Les questions de légitimité ont toujours joué un rôle majeur dans l’histoire du monde musulman. L’exemple le plus significatif est peut-être celui des factions religieuses. Alors que dans la chrétienté on s’est constamment divisé, et quelquefois massacré, autour de la nature du Christ, de la Trinité, de l’Immaculée Conception ou de la formulation des prières, les conflits dans l’Islam ont habituel­lement tourné autour des querelles de succession. 

Le grand schisme entre sunnites et chiites ne s’est pas fait pour des raisons théologiques mais pour des raisons dynastiques. À la mort du Prophète, une partie des fidèles s’était prononcée pour son jeune cousin Ali, qui était aussi son gendre, un esprit brillant qui avait beaucoup de partisans inconditionnels, lesquels furent appelés « chi’a-t-Ali », le parti d’Ali, puis tout simplement « chi’a ». Mais l’homme avait également beaucoup de détracteurs, qui réussirent par trois fois à faire désigner comme « califes », ou « successeurs », des représentants du parti adverse. Ali finit par remporter la quatrième élection, mais ses ennemis se révoltèrent aussitôt et il ne put jamais régner paisiblement. Il fut assassiné au bout de quatre ans et demi ; puis son fils Hussein fut tué à la bataille de Karbala en 680, drame toujours commémoré avec une immense ferveur par les chiites. Beaucoup d’entre eux espèrent qu’un jour prochain réapparaîtra parmi les hommes un descendant d’Ali, un imam aujourd’hui caché à nos regards, et qui redonnera le pouvoir à ses détenteurs légitimes – un messianisme puissant que le passage des siècle n’a pas terni. 

Sur cette querelle dynastique se sont greffées, comme ce fut d’ailleurs le cas pour les querelles théologiques des chrétiens, des considérations d’un autre ordre.
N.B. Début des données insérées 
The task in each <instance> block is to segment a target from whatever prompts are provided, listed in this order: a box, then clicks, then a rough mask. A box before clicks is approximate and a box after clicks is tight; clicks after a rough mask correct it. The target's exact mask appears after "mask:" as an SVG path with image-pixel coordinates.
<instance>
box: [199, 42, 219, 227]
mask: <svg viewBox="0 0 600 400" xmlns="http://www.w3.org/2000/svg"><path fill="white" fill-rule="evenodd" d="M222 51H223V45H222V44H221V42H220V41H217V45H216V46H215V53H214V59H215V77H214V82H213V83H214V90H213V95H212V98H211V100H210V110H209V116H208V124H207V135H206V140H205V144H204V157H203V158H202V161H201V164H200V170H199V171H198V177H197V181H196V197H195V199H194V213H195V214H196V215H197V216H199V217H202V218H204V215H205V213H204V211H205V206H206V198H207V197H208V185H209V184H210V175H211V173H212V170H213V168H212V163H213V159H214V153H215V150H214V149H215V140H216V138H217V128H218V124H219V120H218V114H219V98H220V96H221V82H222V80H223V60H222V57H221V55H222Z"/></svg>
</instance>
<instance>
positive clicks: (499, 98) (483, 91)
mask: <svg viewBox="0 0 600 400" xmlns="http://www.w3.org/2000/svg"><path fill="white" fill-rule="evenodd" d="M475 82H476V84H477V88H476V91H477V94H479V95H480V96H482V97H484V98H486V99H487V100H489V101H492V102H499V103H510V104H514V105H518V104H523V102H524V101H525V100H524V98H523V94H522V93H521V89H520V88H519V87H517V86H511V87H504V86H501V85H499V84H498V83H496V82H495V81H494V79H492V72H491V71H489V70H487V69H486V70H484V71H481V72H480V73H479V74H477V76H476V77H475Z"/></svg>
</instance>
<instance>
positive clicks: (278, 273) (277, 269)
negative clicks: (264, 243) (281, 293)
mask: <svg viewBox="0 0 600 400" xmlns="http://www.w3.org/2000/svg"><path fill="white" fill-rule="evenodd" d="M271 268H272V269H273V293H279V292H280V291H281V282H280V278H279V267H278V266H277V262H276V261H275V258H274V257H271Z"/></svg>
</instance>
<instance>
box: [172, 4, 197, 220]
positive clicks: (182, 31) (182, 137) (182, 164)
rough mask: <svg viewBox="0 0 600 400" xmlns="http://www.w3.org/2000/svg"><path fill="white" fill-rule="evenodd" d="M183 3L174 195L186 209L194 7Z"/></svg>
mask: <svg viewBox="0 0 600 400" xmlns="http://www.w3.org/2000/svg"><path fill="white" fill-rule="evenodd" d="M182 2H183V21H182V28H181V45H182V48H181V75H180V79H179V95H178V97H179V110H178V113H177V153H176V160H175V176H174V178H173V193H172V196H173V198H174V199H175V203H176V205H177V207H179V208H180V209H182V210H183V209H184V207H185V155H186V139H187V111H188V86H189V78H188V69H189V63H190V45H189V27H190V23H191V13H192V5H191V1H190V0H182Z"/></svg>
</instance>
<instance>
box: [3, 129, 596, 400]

Lorsque Rome jadis condamnait comme hérétiques les croyances d’un patriarche d’Alexandrie ou de Constantinople, lorsque Henri VIII d’Angleterre rompait avec l’Église romaine, ou qu’un prince allemand prenait parti pour Luther, il y avait souvent des considérations politiques, et même des rivalités commerciales, conscientes ou pas, qui jouaient un rôle souterrain. De la même manière, les thèses du chiisme ont parfois été adoptées par des populations qui voulaient marquer leur opposition au pouvoir du moment. À titre d’exemple, c’est au xvie siècle, lorsque l’Empire ottoman, implacablement sunnite, connaissait sa plus grande expansion, et qu’il prétendait réunir l’ensemble des musulmans sous son autorité, que le shah de Perse avait transformé son royaume en bastion du chiisme ; c’était pour le monarque une manière de préserver son empire, et pour ses sujets de langue persane un moyen d’éviter de vivre sous la domination d’un peuple de langue turque. Mais alors que le roi d’Angleterre manifestait son indépendance en parlant de l’Eucharistie ou du Purgatoire, le shah marquait sa différence en affirmant son attachement à la famille du Prophète, détentrice de la légitimité. 
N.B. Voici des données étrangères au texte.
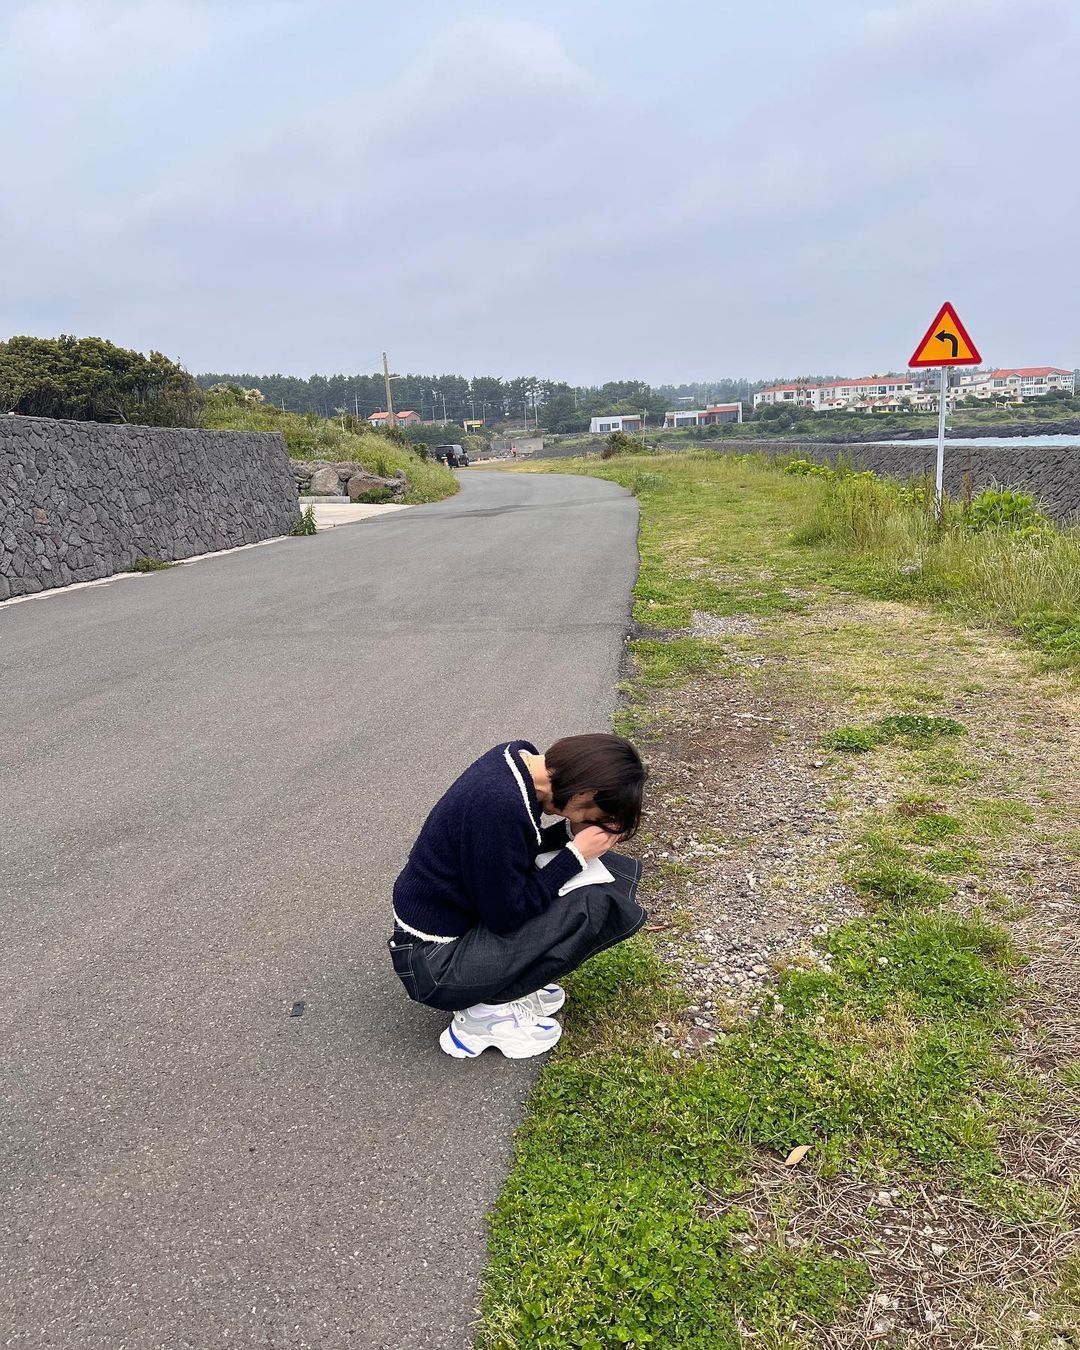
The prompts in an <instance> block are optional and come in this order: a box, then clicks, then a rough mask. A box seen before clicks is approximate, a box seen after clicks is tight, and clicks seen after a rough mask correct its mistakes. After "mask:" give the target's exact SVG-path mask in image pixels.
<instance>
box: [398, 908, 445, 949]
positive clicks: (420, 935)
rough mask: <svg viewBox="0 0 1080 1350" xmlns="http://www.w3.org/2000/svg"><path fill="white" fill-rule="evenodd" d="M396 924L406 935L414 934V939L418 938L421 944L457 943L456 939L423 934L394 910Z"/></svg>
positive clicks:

De nos jours, la légitimité généalogique garde une certaine importance ; mais une autre légitimité est venue s’y ajouter, et quelquefois s’y substituer, que l’on pourrait appeler « patriotique », ou « combattante » : est légitime aux yeux des musulmans celui qui dirige le combat contre leurs ennemis. Un peu comme ce fut le cas pour le général de Gaulle en juin 1940, lorsqu’il avait parlé au nom de la France, non parce qu’il avait été élu, mais parce qu’il portait le flambeau de la lutte contre l’occupant. 

Cette comparaison est forcément approximative ; elle représente néanmoins une clef utile, me semble-t-il, pour qui souhaite décoder ce qui arrive dans le monde arabo-musulman depuis quelques décennies ; sans doute même depuis bien plus longtemps […].